Preliminary Research Questions
To achieve the research objective and carry out the study as planned, the following research questions will be addressed:
- What are the determinants of socioeconomic status in a high-income country like the United Arab Emirates?
- What are the primary causes of type II diabetes that are linked to socioeconomic status?
- What is the influence of socioeconomic status on the risk of type II diabetes?
- What other socioeconomic factors (outside of education and income level) might contribute to the success of combating the type II diabetes epidemic?
Potential Significance and Design
This research will help obtain an in-depth understanding of type II diabetes and its causes connected to socioeconomic status. My general approach to this study is to conduct a comprehensive investigation based on a thorough literature review and interviewing those having diabetes mellitus with the aim of determining the impact of educational background and income level on susceptibility to this disease. Stress will be laid on people living in the United Arab Emirates to find out whether the influence of socioeconomic factors on increased risks of type II diabetes is as high as it is in low- and middle-income countries. No stress will be laid on gender and age to obtain an apprehension of the overall situation in the UAE healthcare sector. However, only those who were diagnosed with diabetes mellitus during the last five years will be interviewed. The rationale behind this decision is the desire to minimize the risks of drawing inaccurate conclusions connected to the overextended timeframe.

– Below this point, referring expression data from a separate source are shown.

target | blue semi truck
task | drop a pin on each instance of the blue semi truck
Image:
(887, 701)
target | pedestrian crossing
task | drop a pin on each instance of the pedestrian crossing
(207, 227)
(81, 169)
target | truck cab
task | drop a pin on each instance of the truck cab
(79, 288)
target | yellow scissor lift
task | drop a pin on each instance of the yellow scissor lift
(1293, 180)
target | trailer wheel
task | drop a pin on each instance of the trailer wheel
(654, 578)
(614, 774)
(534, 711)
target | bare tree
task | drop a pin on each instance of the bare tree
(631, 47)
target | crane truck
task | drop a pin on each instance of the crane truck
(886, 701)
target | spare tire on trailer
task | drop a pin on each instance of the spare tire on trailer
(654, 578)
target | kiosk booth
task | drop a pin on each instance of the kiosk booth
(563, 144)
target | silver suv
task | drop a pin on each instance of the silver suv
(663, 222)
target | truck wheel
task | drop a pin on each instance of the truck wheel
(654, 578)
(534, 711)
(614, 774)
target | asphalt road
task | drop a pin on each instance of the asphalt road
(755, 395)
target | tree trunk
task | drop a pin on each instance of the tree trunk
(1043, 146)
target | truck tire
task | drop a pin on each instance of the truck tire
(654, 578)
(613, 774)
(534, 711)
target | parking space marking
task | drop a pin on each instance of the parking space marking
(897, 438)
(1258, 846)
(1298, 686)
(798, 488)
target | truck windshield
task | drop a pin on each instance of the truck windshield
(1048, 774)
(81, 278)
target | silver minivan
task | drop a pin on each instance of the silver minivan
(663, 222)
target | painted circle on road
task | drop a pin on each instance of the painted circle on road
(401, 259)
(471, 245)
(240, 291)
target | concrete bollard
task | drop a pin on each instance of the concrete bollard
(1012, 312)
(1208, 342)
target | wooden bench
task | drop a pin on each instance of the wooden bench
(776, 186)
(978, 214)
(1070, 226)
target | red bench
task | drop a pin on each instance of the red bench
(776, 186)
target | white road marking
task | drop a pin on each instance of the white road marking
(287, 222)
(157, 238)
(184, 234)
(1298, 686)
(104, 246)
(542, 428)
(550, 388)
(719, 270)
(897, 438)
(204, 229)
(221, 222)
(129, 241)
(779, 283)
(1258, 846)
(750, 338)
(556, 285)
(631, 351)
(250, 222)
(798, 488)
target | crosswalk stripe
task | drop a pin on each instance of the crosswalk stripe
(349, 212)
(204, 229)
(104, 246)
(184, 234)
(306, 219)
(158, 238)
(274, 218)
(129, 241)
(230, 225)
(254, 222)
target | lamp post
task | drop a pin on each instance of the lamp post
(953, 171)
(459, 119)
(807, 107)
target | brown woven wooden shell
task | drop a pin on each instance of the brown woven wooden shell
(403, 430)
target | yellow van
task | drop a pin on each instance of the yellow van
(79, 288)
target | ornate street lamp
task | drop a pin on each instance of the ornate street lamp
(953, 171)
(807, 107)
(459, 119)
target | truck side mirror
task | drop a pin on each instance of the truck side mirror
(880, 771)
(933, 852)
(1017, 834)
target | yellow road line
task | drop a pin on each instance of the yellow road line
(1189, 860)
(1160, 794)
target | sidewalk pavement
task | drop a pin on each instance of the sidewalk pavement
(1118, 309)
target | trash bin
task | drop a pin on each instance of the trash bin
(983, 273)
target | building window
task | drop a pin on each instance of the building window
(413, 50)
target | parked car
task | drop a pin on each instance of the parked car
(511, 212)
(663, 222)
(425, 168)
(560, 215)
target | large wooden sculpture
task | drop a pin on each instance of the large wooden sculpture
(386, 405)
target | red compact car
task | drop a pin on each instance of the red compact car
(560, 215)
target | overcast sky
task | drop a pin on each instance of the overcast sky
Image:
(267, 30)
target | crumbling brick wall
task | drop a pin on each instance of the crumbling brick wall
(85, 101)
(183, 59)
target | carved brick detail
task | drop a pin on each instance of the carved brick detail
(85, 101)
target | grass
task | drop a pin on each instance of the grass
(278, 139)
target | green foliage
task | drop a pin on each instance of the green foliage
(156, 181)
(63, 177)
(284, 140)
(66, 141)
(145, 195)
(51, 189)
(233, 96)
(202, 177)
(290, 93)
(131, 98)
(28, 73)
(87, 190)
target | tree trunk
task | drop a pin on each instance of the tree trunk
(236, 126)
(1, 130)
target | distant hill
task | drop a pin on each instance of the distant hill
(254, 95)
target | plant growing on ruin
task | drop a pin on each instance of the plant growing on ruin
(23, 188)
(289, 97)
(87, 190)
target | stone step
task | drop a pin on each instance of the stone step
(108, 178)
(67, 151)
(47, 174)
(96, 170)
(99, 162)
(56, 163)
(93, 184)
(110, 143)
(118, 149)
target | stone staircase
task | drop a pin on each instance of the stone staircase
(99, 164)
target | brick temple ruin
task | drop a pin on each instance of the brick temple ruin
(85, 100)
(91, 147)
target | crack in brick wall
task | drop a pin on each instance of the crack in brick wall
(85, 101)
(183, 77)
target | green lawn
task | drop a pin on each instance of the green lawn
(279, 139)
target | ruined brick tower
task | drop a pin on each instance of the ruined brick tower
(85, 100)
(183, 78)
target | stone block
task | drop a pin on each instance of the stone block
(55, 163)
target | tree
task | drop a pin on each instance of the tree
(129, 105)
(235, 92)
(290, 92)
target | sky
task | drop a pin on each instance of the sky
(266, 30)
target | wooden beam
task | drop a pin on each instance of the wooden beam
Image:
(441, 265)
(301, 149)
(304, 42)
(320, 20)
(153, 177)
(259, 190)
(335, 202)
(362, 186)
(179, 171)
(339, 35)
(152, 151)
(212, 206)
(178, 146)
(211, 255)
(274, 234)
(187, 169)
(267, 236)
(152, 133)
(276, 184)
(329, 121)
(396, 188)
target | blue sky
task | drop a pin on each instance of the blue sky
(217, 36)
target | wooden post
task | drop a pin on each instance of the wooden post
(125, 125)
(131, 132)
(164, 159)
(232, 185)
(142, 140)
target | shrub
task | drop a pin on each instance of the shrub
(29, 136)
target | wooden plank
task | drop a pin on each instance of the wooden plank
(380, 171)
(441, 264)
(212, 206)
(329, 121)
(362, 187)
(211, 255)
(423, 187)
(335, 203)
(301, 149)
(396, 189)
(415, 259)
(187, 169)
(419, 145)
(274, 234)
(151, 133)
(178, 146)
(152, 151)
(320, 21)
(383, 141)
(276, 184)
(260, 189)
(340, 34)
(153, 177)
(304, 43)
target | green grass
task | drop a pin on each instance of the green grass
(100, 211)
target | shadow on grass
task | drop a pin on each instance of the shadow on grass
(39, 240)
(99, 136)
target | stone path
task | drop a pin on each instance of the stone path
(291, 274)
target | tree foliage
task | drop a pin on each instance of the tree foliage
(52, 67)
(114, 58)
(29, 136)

International Diabetes Federation. (2015). United Arab Emirates. Web.
Rivera, L. A., Rosenbaum, M., & Rosela, L. C. (2015). The influence of socioeconomic status on future risk for developing Type 2 diabetes in the Canadian population between 2011 and 2022: differential associations by sex. International Journal for Equity in Health, 14(1), 101-112.
Saydah, S. H., Imperatore, G., & Beckles, G. L. (2013). Socioeconomic status and mortality. Diabetes Care, 36(1), 49-55.
Saydah, S., & Lohner, K. (2010). Socioeconomic status and risk of diabetes-related mortality in the U.S. Public Health Reports, 125(3), 377-388.
World Health Organization. (2016a). Diabetes: Fact sheet. Web.
World Health Organization. (2016b). World health day 2016: Beat diabetes. Web.